September 2020, Vol. 247, No. 9
Features
Natural Gas Efficiency Programs Pay Off in Reduced Costs, Emissions
By Jeff Awalt, Executive Editor
North American natural gas utilities have been spending nearly $4 million a day for programs to help residential, commercial and industrial customers make more efficient use of fuel. But how much good does it do?
Quite a lot, the latest American Gas Association (AGA) study shows.
Those efficiency investments helped natural gas utility customers save 259 trillion Btu of energy and offset more than 13.5 million metric tonnes (14.9 million US tons) of carbon dioxide (CO2) emissions from 2012 to 2018 – the equivalent to removing 2.9 million cars off the road for a year.
Customers saved 425 million therms or 42.5 trillion Btu through natural gas efficiency programs, offsetting 2.25 million metric tonnes (2.48 million US tons) of avoided CO2 emissions in 2018 alone.
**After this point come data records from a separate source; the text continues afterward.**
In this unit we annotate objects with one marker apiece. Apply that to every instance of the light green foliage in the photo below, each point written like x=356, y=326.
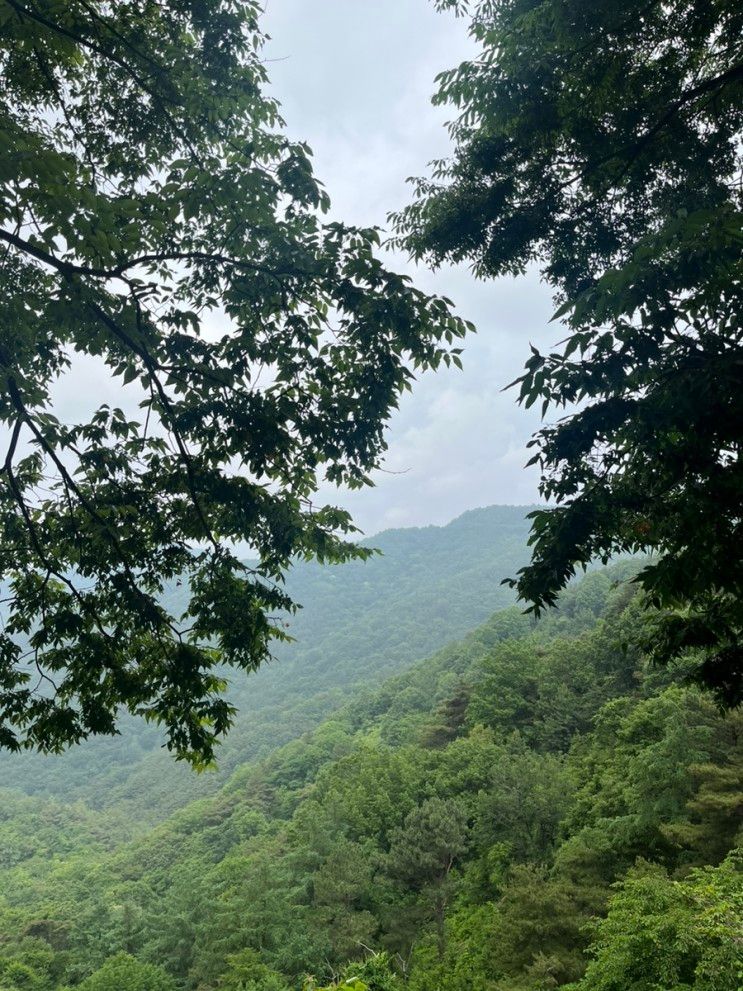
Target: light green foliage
x=601, y=142
x=158, y=225
x=360, y=623
x=245, y=972
x=667, y=934
x=475, y=860
x=123, y=971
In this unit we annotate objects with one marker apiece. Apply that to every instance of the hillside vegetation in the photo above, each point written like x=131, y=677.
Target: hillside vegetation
x=360, y=623
x=532, y=807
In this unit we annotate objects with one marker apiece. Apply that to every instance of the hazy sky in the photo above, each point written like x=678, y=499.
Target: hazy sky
x=355, y=78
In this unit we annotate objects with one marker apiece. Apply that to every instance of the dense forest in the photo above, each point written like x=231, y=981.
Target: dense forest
x=532, y=807
x=240, y=748
x=359, y=624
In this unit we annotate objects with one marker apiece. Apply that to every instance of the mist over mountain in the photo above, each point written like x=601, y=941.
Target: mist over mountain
x=360, y=623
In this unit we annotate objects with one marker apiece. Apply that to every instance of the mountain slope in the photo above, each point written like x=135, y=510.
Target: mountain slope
x=360, y=623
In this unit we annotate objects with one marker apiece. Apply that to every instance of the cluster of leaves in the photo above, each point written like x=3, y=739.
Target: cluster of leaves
x=159, y=231
x=602, y=143
x=360, y=624
x=577, y=800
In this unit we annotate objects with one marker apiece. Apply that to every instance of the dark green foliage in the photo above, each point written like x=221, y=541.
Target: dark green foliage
x=361, y=623
x=160, y=231
x=602, y=143
x=487, y=861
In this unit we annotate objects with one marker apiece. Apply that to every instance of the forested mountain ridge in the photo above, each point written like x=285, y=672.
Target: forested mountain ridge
x=458, y=828
x=360, y=622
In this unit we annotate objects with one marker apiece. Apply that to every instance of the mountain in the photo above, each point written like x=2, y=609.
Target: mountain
x=360, y=623
x=533, y=806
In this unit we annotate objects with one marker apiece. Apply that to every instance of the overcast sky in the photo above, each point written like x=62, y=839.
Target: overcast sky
x=355, y=79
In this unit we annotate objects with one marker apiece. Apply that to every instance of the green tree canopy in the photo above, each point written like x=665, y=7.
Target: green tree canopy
x=601, y=142
x=124, y=971
x=158, y=227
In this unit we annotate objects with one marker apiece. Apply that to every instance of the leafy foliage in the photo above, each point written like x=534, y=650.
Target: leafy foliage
x=508, y=857
x=602, y=143
x=159, y=230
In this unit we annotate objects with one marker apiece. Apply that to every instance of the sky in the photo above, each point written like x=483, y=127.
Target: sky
x=355, y=80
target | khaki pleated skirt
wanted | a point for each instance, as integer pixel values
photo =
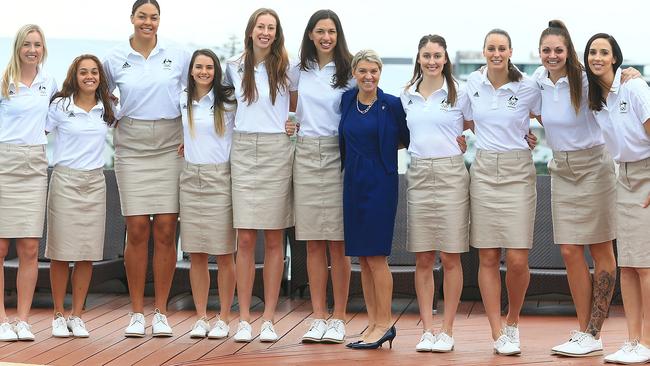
(583, 196)
(503, 195)
(438, 205)
(147, 165)
(206, 209)
(318, 189)
(76, 215)
(632, 220)
(262, 166)
(23, 190)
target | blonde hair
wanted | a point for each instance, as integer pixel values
(13, 70)
(366, 55)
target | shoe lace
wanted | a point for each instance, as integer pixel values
(336, 324)
(630, 346)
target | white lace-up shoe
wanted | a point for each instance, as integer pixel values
(159, 325)
(200, 329)
(23, 331)
(7, 333)
(136, 326)
(244, 332)
(508, 343)
(267, 332)
(335, 332)
(219, 330)
(60, 327)
(444, 343)
(426, 342)
(631, 353)
(77, 326)
(579, 345)
(316, 331)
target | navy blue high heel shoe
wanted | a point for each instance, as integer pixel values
(388, 336)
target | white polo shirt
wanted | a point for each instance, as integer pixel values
(261, 116)
(319, 104)
(149, 88)
(622, 119)
(79, 136)
(433, 123)
(566, 130)
(23, 114)
(502, 116)
(206, 147)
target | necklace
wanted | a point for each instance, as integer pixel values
(364, 111)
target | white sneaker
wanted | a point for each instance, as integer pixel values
(316, 331)
(267, 332)
(77, 326)
(60, 327)
(200, 329)
(23, 331)
(630, 353)
(159, 325)
(244, 332)
(444, 343)
(579, 345)
(508, 343)
(219, 330)
(335, 331)
(7, 333)
(136, 326)
(426, 342)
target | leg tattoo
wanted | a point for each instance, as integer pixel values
(603, 289)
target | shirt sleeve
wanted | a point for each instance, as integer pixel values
(640, 98)
(52, 121)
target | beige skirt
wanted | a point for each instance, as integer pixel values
(438, 205)
(503, 195)
(206, 209)
(583, 196)
(632, 220)
(76, 215)
(23, 190)
(318, 189)
(147, 165)
(262, 166)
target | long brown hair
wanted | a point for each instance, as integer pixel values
(342, 55)
(222, 93)
(573, 66)
(71, 87)
(446, 70)
(276, 62)
(13, 70)
(513, 73)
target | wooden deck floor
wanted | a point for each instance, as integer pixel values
(107, 314)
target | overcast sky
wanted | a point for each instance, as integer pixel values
(393, 27)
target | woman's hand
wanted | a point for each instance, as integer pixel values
(462, 143)
(291, 127)
(531, 139)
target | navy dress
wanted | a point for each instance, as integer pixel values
(370, 180)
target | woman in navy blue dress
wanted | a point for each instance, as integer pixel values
(372, 126)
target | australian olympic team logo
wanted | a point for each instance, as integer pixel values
(622, 106)
(512, 102)
(444, 105)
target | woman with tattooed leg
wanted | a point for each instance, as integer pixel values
(582, 187)
(623, 112)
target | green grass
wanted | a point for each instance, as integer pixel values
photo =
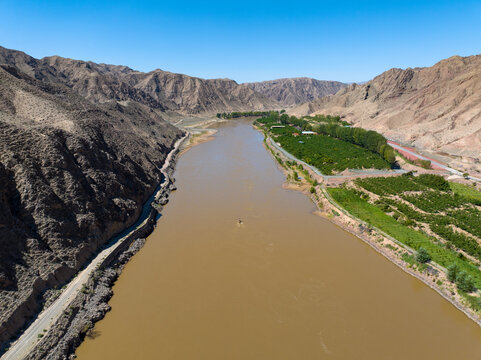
(465, 190)
(329, 154)
(371, 214)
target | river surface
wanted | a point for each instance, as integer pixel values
(286, 284)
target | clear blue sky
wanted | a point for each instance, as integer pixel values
(247, 40)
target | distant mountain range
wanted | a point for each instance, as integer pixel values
(293, 91)
(436, 108)
(81, 145)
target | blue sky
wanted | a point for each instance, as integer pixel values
(247, 40)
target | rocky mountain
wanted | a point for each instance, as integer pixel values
(436, 108)
(293, 91)
(73, 172)
(157, 89)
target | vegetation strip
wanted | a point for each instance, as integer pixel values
(328, 143)
(419, 252)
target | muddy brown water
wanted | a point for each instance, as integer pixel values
(286, 284)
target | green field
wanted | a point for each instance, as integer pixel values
(327, 153)
(351, 201)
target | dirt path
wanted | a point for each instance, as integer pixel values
(49, 316)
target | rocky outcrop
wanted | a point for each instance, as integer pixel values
(293, 91)
(73, 173)
(91, 304)
(158, 89)
(436, 108)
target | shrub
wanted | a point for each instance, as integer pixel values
(465, 282)
(453, 271)
(423, 256)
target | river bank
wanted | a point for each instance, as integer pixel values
(61, 327)
(286, 284)
(433, 275)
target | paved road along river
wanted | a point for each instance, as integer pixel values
(286, 284)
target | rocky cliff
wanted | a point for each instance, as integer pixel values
(436, 108)
(73, 172)
(158, 89)
(293, 91)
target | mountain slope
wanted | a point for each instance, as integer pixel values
(436, 108)
(158, 89)
(293, 91)
(72, 174)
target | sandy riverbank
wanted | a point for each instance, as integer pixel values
(433, 275)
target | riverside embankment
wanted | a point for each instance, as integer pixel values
(433, 275)
(61, 327)
(284, 284)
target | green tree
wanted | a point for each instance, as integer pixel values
(423, 256)
(465, 282)
(453, 271)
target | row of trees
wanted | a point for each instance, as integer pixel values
(237, 114)
(368, 139)
(463, 281)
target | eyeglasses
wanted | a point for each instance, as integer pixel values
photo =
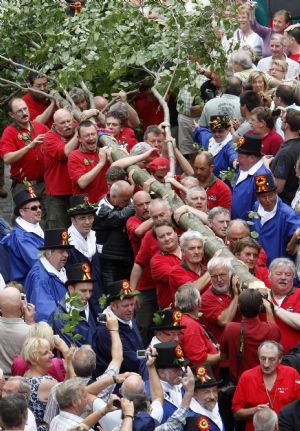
(34, 208)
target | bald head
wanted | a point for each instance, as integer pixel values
(133, 386)
(10, 302)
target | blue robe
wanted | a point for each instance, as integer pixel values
(22, 248)
(44, 290)
(168, 407)
(75, 256)
(276, 233)
(85, 328)
(131, 341)
(243, 194)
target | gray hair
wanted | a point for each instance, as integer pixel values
(242, 58)
(271, 344)
(84, 360)
(140, 148)
(265, 420)
(214, 212)
(187, 298)
(68, 392)
(188, 236)
(217, 261)
(281, 262)
(24, 386)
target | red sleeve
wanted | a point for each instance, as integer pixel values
(54, 146)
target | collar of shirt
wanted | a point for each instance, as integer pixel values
(30, 227)
(266, 215)
(214, 415)
(50, 268)
(244, 174)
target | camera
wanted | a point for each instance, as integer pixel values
(101, 317)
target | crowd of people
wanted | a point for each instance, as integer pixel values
(112, 313)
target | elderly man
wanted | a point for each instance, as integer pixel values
(276, 223)
(167, 326)
(219, 302)
(268, 384)
(196, 344)
(79, 281)
(162, 263)
(83, 238)
(191, 269)
(58, 144)
(204, 405)
(110, 221)
(218, 193)
(121, 300)
(45, 282)
(12, 326)
(19, 385)
(250, 164)
(218, 220)
(87, 165)
(24, 240)
(286, 301)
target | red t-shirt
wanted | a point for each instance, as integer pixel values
(251, 390)
(271, 143)
(194, 341)
(255, 332)
(57, 180)
(161, 265)
(289, 335)
(218, 195)
(36, 107)
(212, 306)
(32, 163)
(80, 163)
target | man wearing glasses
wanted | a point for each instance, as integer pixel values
(22, 243)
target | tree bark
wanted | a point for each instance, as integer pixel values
(187, 221)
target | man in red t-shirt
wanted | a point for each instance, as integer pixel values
(269, 384)
(87, 165)
(162, 263)
(40, 108)
(195, 342)
(58, 144)
(286, 301)
(218, 193)
(21, 148)
(219, 302)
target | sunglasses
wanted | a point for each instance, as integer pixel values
(34, 208)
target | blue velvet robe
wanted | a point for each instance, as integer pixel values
(131, 341)
(22, 249)
(44, 290)
(276, 233)
(243, 194)
(76, 256)
(85, 328)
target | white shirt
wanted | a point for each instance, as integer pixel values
(214, 415)
(244, 174)
(64, 421)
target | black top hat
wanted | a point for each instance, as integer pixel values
(194, 423)
(249, 144)
(169, 355)
(120, 290)
(79, 273)
(167, 319)
(219, 122)
(24, 196)
(56, 239)
(204, 377)
(79, 204)
(264, 183)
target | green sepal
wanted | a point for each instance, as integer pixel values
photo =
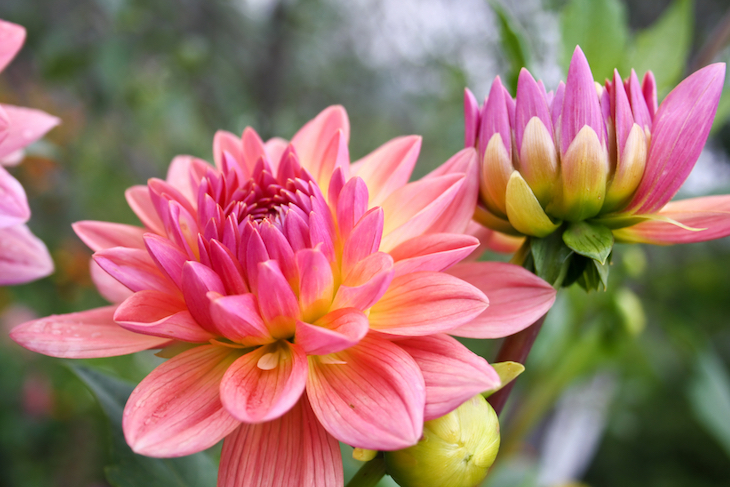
(551, 258)
(590, 240)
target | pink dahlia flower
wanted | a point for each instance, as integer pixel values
(23, 257)
(603, 154)
(302, 300)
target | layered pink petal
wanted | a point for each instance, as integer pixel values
(709, 217)
(452, 372)
(88, 334)
(26, 125)
(312, 140)
(12, 37)
(176, 410)
(517, 298)
(23, 256)
(104, 235)
(680, 129)
(291, 451)
(389, 167)
(265, 383)
(334, 332)
(369, 396)
(432, 252)
(423, 303)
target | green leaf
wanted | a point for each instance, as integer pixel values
(709, 395)
(514, 45)
(664, 47)
(551, 258)
(130, 469)
(589, 240)
(600, 28)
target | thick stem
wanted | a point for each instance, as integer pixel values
(515, 348)
(369, 474)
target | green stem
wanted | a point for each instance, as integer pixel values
(369, 474)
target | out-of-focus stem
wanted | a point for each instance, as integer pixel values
(515, 348)
(369, 474)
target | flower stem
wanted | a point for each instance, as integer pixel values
(369, 474)
(515, 348)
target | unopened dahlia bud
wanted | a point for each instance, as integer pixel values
(456, 449)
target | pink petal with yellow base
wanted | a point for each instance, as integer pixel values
(369, 396)
(176, 410)
(452, 372)
(517, 298)
(87, 334)
(291, 451)
(264, 384)
(423, 303)
(23, 256)
(708, 218)
(160, 314)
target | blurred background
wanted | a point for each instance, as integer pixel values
(629, 387)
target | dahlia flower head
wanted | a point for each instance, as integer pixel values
(300, 299)
(604, 154)
(23, 257)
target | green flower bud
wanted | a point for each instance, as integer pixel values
(456, 449)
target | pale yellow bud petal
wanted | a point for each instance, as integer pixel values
(629, 170)
(456, 450)
(524, 210)
(496, 169)
(539, 160)
(584, 170)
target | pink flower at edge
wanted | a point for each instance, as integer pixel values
(604, 154)
(23, 257)
(302, 299)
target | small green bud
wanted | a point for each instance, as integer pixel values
(456, 450)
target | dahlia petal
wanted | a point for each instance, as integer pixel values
(517, 298)
(12, 37)
(109, 288)
(162, 315)
(197, 280)
(452, 372)
(458, 214)
(238, 318)
(352, 203)
(103, 235)
(23, 256)
(530, 103)
(363, 240)
(311, 141)
(138, 198)
(25, 126)
(266, 383)
(14, 208)
(680, 129)
(580, 103)
(710, 214)
(334, 332)
(88, 334)
(495, 119)
(410, 210)
(389, 167)
(471, 118)
(316, 283)
(291, 451)
(134, 268)
(366, 283)
(432, 252)
(370, 396)
(278, 304)
(423, 303)
(176, 410)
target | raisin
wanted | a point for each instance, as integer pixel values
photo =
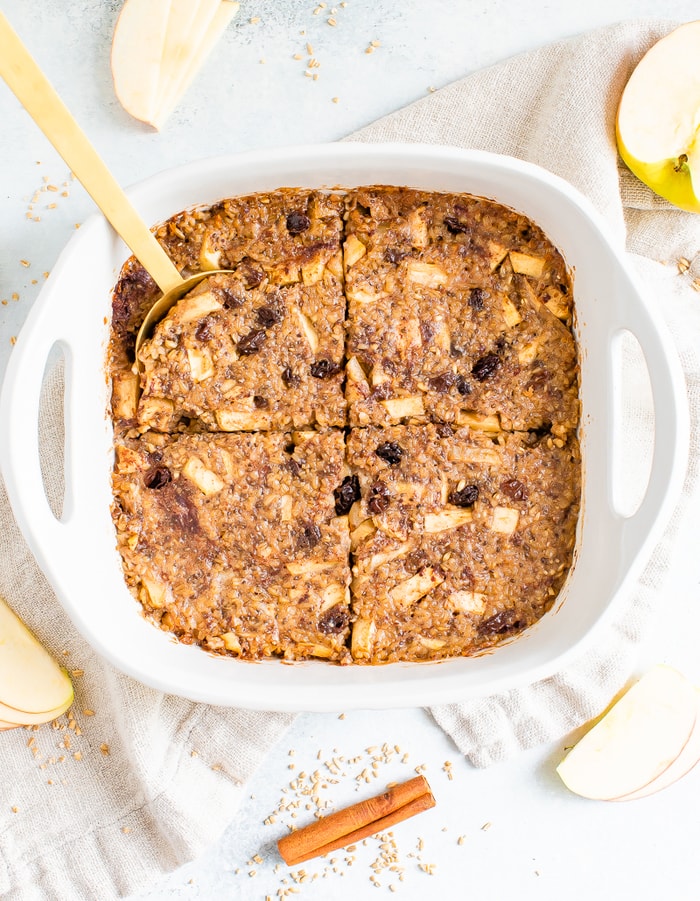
(334, 620)
(485, 367)
(455, 227)
(232, 298)
(442, 383)
(463, 385)
(309, 536)
(465, 497)
(290, 379)
(477, 296)
(378, 498)
(324, 369)
(346, 494)
(514, 489)
(505, 621)
(203, 330)
(269, 315)
(390, 452)
(444, 429)
(158, 477)
(394, 255)
(297, 223)
(252, 342)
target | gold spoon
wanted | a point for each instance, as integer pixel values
(34, 91)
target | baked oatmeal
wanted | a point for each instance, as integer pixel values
(459, 539)
(261, 347)
(233, 541)
(457, 308)
(271, 444)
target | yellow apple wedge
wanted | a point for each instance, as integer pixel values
(137, 50)
(681, 766)
(636, 741)
(23, 718)
(658, 119)
(188, 23)
(31, 682)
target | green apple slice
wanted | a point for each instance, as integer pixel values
(658, 119)
(681, 766)
(636, 741)
(31, 682)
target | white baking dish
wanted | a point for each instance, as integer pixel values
(78, 552)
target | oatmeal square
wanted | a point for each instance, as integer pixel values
(458, 539)
(260, 347)
(459, 310)
(233, 541)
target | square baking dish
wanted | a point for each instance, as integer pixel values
(78, 551)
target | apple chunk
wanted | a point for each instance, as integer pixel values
(31, 682)
(636, 741)
(658, 119)
(681, 766)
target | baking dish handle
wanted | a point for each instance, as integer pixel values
(19, 436)
(671, 429)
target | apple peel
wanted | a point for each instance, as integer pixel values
(636, 741)
(658, 118)
(31, 682)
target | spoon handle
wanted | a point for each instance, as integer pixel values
(35, 93)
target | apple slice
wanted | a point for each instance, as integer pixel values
(636, 741)
(22, 718)
(179, 78)
(658, 119)
(137, 51)
(681, 766)
(30, 680)
(187, 25)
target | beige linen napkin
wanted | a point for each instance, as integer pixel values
(134, 782)
(556, 107)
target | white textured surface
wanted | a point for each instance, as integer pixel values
(543, 842)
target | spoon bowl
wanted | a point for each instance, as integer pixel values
(34, 91)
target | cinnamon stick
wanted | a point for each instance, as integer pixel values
(357, 822)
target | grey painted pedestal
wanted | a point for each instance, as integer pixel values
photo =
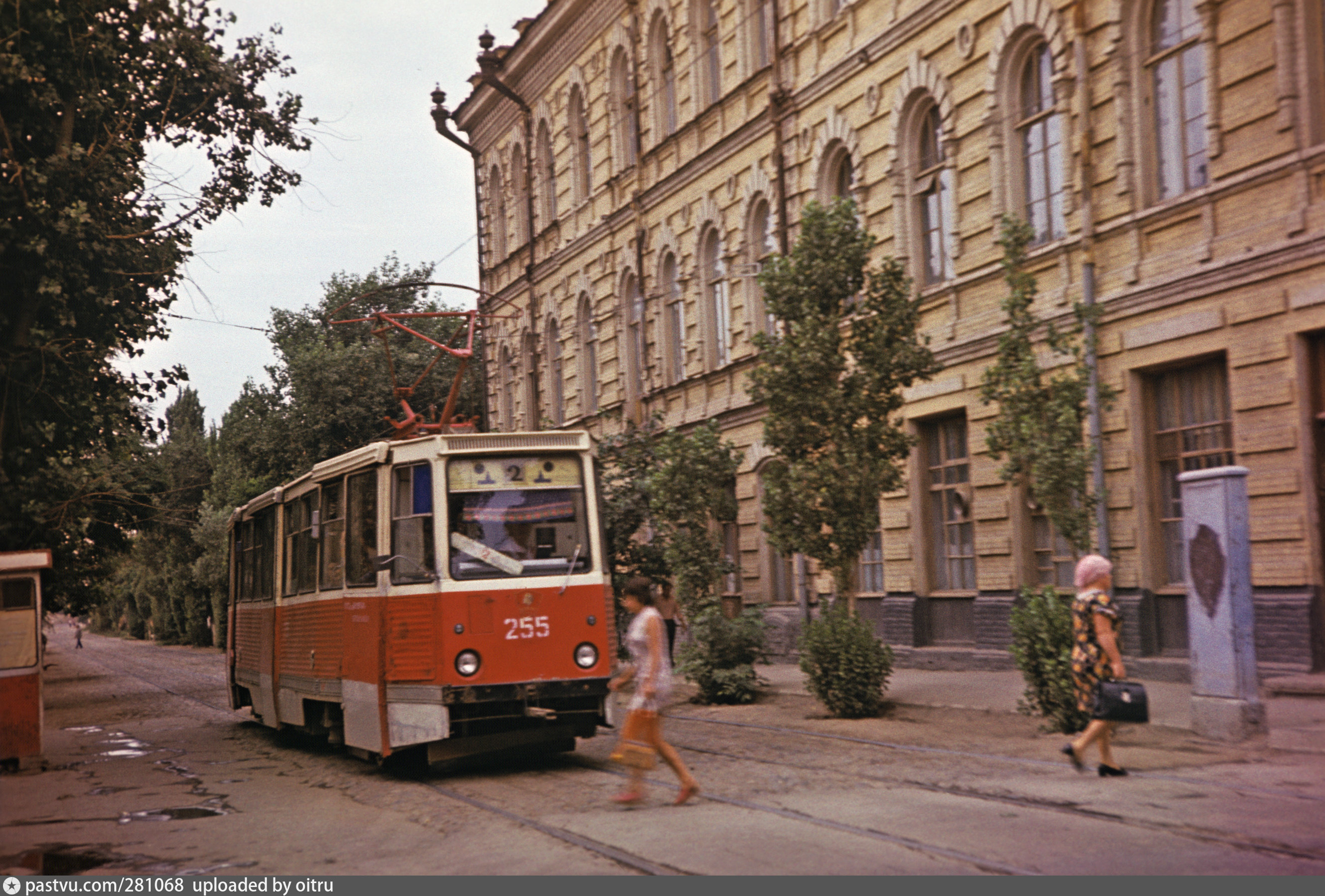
(1221, 620)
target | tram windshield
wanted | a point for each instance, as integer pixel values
(517, 516)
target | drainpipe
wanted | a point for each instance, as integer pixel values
(490, 64)
(440, 116)
(780, 102)
(1087, 169)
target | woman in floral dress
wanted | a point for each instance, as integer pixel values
(1095, 658)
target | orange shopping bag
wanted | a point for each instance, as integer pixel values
(635, 749)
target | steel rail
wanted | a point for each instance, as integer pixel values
(912, 748)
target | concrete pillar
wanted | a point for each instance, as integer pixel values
(1221, 620)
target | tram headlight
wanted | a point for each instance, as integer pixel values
(467, 663)
(586, 657)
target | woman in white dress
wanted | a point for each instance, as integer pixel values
(652, 675)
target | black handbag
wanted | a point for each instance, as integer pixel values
(1121, 701)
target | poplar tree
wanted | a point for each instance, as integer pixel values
(831, 378)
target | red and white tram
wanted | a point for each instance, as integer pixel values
(446, 593)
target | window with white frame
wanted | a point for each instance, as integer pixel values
(547, 169)
(589, 357)
(582, 164)
(717, 303)
(664, 79)
(1176, 63)
(674, 318)
(1039, 137)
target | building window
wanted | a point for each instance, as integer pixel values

The efficiency programs also save money for customers, especially those using direct gas for heating rather than electricity. On average, households using electricity for heat during the winter spend twice as much as those with natural gas, according to the U.S. Energy Information Administration.
“So, there is real environmental benefit, real economic benefit” to the efficiency programs, AGA President and CEO Karen Harbert said.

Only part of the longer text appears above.